FormalPara Key Summary Points

Non-small cell lung cancer (NSCLC) patients with and without response to PD-I immunotherapy have different diversity and composition of gut microbiota.

The relative abundances of Escherichia-Shigella, Akkermansia and Olsenella might have contributed to the different composition of gut microbiota.

Escherichia-Shigella and Akkermansia might have specific effects on the PD-1 inhibitory immunotherapy for NSCLC, and a possible association with interleukin-12 (IL-12) and interferon gamma (IFN-γ).

Introduction

Lung cancer is the leading cause of cancer-related deaths globally. Non-small cell lung cancer (NSCLC) accounts for 85% of all lung cancers, and most NSCLC patients are diagnosed at an advanced stage, with a 5-year survival rate of < 5% [1,2,3]. Cancer immunotherapy has been shown to be highly effective against NSCLC [2]. Currently, the most extensively studied method for cancer immunotherapy is the blocking of the programmed cell death protein-1/programmed death-ligand 1 (PD-1/PD-L1) pathway [4,5,6,7]. Despite the clear advantages of this treatment for NSCLC patients, only 15–25% of these patients benefit from immunotherapy involving the inhibition of PD-1 [8]. Gut microbiome- and blood-based biomarkers, as well as innovative soluble genetic markers, could be helpful in predicting patient outcome and tumor response to immune-checkpoint inhibitors (ICI) [9, 10].

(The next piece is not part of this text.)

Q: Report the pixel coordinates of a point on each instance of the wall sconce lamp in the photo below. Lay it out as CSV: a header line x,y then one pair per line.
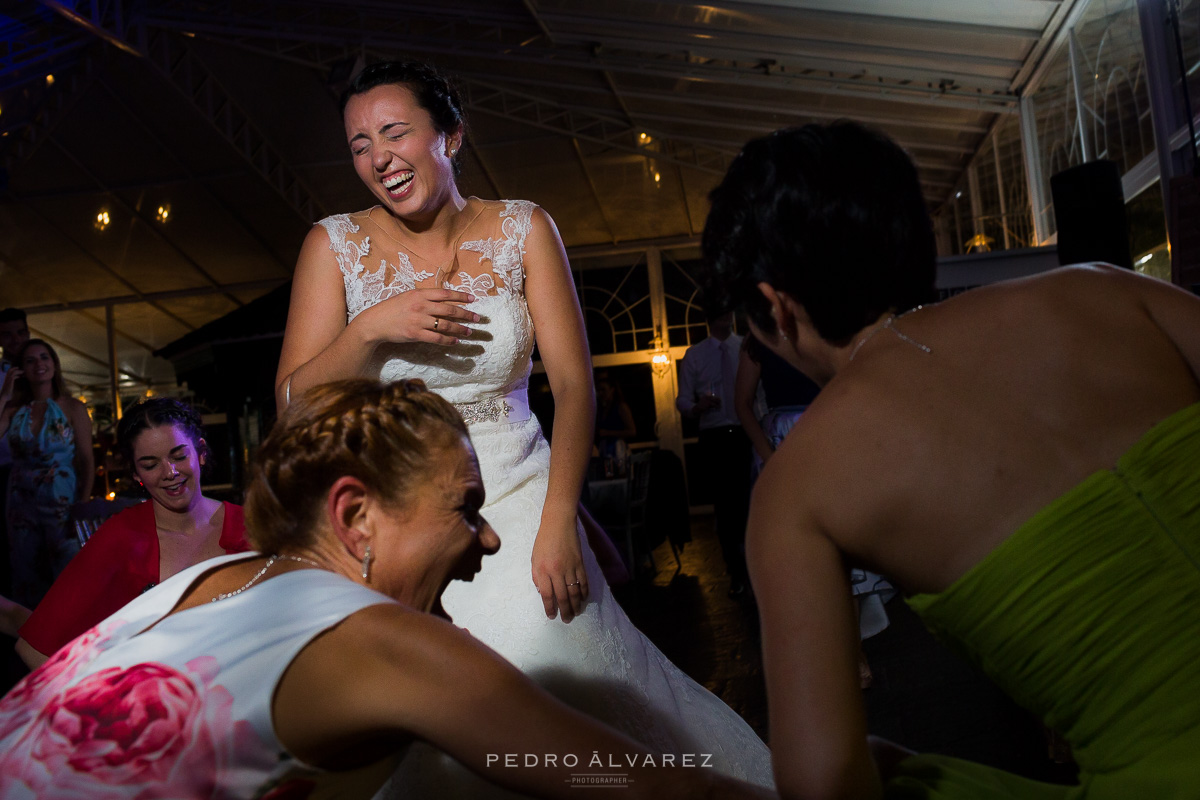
x,y
660,359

Recent studies have confirmed the significance of the gut microbiota in improving the effectiveness of cancer immunotherapy [11,12,13]. The administration of mouse fecal suspensions in combination with PD-L1 immunotherapy showed significantly better anti-tumor effects than immunotherapy alone, including significantly delayed tumor growth and increased response of tumor-specific T cells [1, 11, 12]. Fecal microbial transplantation (FMT) from the feces of PD-1 responder (R) and non-responder (NR) patients to sterile or antibiotic-treated mice, respectively, showed stronger fecal immune response to tumors in R patients as compared to NR patients [1, 11, 12, 14,15,16]. Increasing numbers of parallel studies have further confirmed the association of the gut microbiota with immunotherapy [16]. However, the gut microbiota is rich in species diversity, and the identification of a bacterial group with specific effects on PD-1 inhibitory immunotherapy is urgently needed.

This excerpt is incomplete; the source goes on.